Measuring AI Support Agent Performance: CSAT, Resolution Rate, and Containment

You Cannot Improve What You Do Not Measure

Deploying an AI support agent without measuring its performance is like launching a product without analytics. You have no idea if customers are getting help, if the agent is making things worse, or where to invest improvement effort. The three metrics that matter most are containment rate (did the AI resolve it without a human?), resolution rate (was the issue actually solved?), and CSAT (was the customer satisfied?).

Defining the Core KPIs

Each metric captures a different dimension of performance. Together, they give a complete picture.
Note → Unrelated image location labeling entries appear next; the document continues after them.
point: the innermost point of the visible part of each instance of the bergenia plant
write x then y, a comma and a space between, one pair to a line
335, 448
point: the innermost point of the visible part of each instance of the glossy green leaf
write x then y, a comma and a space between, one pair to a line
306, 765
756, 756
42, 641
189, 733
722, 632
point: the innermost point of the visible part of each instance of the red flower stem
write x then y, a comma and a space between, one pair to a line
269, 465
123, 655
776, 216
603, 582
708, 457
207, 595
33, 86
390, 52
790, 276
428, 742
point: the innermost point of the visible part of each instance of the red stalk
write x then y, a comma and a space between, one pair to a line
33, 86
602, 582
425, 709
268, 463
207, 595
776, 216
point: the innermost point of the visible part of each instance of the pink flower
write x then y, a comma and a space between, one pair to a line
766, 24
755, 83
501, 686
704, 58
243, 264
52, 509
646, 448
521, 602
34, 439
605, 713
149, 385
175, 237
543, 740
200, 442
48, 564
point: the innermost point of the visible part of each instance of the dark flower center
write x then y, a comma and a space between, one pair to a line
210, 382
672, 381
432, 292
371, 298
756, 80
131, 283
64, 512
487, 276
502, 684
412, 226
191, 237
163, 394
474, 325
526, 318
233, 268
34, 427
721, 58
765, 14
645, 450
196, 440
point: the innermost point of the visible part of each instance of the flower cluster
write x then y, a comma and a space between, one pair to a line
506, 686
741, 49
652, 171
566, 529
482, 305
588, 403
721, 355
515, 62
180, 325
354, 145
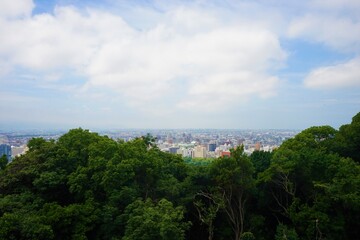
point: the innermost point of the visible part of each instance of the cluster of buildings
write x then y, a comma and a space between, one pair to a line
210, 143
192, 143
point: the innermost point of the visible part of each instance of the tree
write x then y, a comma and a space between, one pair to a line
149, 220
233, 177
3, 162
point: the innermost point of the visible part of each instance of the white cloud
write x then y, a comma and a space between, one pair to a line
15, 8
189, 46
339, 33
334, 77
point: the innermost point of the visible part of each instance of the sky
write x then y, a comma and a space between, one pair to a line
229, 64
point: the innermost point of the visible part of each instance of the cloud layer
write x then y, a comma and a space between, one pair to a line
210, 58
334, 77
184, 61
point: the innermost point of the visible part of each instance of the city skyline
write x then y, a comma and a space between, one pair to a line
178, 64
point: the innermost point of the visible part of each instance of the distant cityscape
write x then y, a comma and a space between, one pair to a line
192, 143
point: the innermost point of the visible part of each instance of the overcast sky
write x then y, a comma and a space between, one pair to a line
256, 64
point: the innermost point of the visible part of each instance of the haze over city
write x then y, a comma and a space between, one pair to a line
179, 64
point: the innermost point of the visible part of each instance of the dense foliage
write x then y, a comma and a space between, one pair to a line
86, 186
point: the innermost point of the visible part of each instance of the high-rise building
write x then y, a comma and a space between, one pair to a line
5, 149
257, 146
211, 147
199, 152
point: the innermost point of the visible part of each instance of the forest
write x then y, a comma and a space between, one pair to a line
87, 186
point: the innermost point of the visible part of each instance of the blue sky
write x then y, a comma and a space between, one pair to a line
179, 64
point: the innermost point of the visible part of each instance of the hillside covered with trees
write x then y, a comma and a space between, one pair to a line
87, 186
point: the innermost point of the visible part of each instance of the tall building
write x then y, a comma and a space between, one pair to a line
257, 146
211, 147
199, 152
5, 150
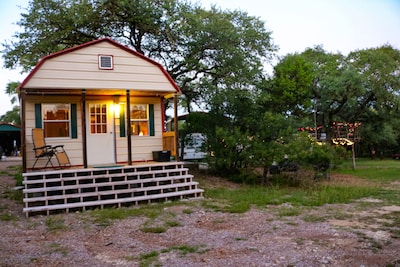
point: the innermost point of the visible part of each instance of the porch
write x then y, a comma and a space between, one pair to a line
54, 191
from dataclasses import dataclass, field
from datetime import datetime
from typing import Optional
from enum import Enum

class ConversationOutcome(Enum):
    RESOLVED_BY_AI = "resolved_by_ai"
    ESCALATED_TO_HUMAN = "escalated_to_human"
    ABANDONED = "abandoned"
    UNRESOLVED = "unresolved"

@dataclass
class ConversationRecord:
    id: str
    started_at: datetime
    ended_at: Optional[datetime]
    outcome: ConversationOutcome
    turn_count: int
    csat_score: Optional[int]     # 1-5
    resolution_confirmed: bool
    escalated: bool
    intent: str
    first_response_ms: int
    total_duration_seconds: int

@dataclass
class SupportMetrics:
    total_conversations: int = 0
    resolved_by_ai: int = 0
    escalated: int = 0
    abandoned: int = 0
    total_csat: float = 0.0
    csat_responses: int = 0
    confirmed_resolutions: int = 0
    total_first_response_ms: int = 0
    total_turns: int = 0

    @property
    def containment_rate(self) -> float:
        if self.total_conversations == 0:
            return 0.0
        return self.resolved_by_ai / self.total_conversations

    @property
    def escalation_rate(self) -> float:
        if self.total_conversations == 0:
            return 0.0
        return self.escalated / self.total_conversations

    @property
    def abandonment_rate(self) -> float:
        if self.total_conversations == 0:
            return 0.0
        return self.abandoned / self.total_conversations

    @property
    def avg_csat(self) -> float:
        if self.csat_responses == 0:
            return 0.0
        return self.total_csat / self.csat_responses

    @property
    def resolution_rate(self) -> float:
        resolved_total = self.resolved_by_ai + self.escalated
        if resolved_total == 0:
            return 0.0
        return self.confirmed_resolutions / resolved_total

    @property
    def avg_first_response_ms(self) -> float:
        if self.total_conversations == 0:
            return 0.0
        return self.total_first_response_ms / self.total_conversations

    @property
    def avg_turns(self) -> float:
        if self.total_conversations == 0:
            return 0.0
        return self.total_turns / self.total_conversations

Collecting Metrics

The metrics collector processes every completed conversation and updates aggregate numbers. It also breaks down metrics by intent category so you can see which topics the agent handles well and which need improvement.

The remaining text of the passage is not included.